La historia juzgará las decisiones políticas. Pero los ceutíes difícilmente olvidarán quién estuvo en la frontera, quién protegió las infraestructuras, quién permaneció de servicio durante horas interminables y quién dio tranquilidad a una ciudad que vivía momentos de enorme incertidumbre.

 

Estos días han dejado muchas imágenes que permanecerán en la memoria colectiva de Ceuta. Pero, por encima de todas ellas, permanecerá una certeza: cuando la ciudad necesitó ser defendida, cientos de hombres y mujeres de la Guardia Civil dieron un paso al frente sin preguntar cuántas horas quedaban de servicio ni qué reconocimiento recibirían después. Las Fuerzas Armadas estuvieron donde debían estar. La Policía Local cumplió con eficacia su responsabilidad. La Policía Nacional desempeñó las funciones que tenía encomendadas. Y la ciudadanía volvió a demostrar que Ceuta posee un carácter forjado en la adversidad.

 

Pero sería un error pensar que todo termina aquí. Ceuta sigue teniendo por delante importantes desafíos y aún queda mucho trabajo por hacer. Sin embargo, ese trabajo ya no corresponde únicamente a quienes patrullan nuestras calles, vigilan nuestra frontera o permanecen de servicio las veinticuatro horas del día. Ahora el mayor esfuerzo debe hacerse en los despachos.
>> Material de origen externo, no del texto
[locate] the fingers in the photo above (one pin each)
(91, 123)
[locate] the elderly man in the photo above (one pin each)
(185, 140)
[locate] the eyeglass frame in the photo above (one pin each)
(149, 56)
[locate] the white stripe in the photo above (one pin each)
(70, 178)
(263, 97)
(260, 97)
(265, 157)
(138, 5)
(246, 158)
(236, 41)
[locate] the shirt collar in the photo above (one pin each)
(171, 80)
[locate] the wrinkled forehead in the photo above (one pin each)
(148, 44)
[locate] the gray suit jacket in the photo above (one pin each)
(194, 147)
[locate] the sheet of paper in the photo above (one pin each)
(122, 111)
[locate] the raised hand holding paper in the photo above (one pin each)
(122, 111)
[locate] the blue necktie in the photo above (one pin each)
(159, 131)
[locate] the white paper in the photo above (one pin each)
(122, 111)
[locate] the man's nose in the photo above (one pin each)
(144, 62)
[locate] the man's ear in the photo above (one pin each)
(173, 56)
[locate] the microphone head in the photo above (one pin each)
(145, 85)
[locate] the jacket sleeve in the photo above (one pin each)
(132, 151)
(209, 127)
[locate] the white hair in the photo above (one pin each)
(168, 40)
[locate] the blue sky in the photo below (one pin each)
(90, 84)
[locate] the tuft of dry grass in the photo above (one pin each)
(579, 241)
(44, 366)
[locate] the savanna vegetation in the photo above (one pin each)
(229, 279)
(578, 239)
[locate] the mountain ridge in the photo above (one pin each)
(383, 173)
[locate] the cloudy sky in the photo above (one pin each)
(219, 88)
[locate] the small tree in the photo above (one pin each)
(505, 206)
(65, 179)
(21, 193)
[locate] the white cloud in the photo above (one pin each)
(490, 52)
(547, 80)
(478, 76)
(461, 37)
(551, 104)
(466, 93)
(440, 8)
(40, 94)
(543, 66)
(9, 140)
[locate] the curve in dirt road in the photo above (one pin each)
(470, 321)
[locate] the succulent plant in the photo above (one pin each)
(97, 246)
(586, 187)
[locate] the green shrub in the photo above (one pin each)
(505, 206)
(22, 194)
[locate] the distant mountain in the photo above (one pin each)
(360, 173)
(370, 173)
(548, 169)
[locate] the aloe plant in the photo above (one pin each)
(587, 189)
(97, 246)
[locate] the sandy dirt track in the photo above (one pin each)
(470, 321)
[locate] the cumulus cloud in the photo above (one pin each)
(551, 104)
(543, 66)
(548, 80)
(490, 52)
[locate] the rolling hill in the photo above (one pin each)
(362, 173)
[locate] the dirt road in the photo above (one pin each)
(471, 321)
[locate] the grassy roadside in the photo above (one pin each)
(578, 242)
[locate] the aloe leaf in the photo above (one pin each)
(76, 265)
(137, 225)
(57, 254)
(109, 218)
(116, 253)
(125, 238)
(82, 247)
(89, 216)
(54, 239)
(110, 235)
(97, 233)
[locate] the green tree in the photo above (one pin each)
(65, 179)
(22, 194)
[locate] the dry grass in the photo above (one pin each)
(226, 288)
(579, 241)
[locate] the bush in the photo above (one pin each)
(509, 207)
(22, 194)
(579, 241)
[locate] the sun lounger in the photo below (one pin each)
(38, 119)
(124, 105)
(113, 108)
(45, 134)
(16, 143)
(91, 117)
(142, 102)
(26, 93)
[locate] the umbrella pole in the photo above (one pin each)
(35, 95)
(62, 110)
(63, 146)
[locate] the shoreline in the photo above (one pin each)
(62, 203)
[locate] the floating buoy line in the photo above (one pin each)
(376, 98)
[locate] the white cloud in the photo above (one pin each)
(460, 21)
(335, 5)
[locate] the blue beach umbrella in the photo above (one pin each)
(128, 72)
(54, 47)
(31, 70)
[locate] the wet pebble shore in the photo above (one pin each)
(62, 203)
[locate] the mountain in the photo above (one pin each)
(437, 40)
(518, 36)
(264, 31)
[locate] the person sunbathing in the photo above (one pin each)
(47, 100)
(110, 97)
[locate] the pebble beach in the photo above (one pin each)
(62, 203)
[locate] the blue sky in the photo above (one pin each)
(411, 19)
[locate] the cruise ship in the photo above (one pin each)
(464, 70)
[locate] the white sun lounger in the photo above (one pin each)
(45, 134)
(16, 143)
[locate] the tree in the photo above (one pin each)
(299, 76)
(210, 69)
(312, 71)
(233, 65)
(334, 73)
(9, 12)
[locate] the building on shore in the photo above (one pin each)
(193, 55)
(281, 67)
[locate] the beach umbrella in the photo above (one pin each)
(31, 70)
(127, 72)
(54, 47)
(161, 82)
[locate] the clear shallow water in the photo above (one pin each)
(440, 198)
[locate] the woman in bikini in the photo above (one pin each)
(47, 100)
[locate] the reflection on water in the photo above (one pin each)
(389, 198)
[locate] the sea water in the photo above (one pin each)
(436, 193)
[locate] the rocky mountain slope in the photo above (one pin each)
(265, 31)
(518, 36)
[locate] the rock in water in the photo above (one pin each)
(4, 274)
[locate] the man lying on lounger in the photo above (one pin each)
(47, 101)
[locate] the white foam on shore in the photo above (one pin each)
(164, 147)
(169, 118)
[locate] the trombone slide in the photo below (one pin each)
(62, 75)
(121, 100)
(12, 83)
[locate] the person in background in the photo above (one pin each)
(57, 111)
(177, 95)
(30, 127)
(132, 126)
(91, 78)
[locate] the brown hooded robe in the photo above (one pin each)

Es allí donde deben adoptarse las decisiones valientes que Ceuta necesita, dotar de más recursos a quienes los requieren, reforzar la protección de nuestra frontera y diseñar una estrategia sólida que impida que situaciones como la vivida estos días vuelvan a repetirse.

 

Porque si algo ha quedado demostrado durante esta crisis es que las Fuerzas y Cuerpos de Seguridad del Estado, la Policía Local, las Fuerzas Armadas, los ciudadanos de Ceuta y tantas entidades que trabajan silenciosamente por esta ciudad, como Cruz Roja y otras organizaciones, asociaciones y colectivos, siempre están al pie del cañón cuando la situación lo exige. Ellos nunca fallan. Son quienes sostienen Ceuta cuando llegan los momentos más difíciles.

 

Ahora les corresponde a quienes ocupan los despachos estar a la misma altura del compromiso demostrado sobre el terreno. Porque Ceuta ya ha cumplido. Sus servidores públicos también. Sus ciudadanos, una vez más, han dado ejemplo. Ha llegado el momento de que la respuesta política esté, de una vez por todas, a la altura del esfuerzo, el sacrificio y la lealtad que esta ciudad lleva tantos años demostrando.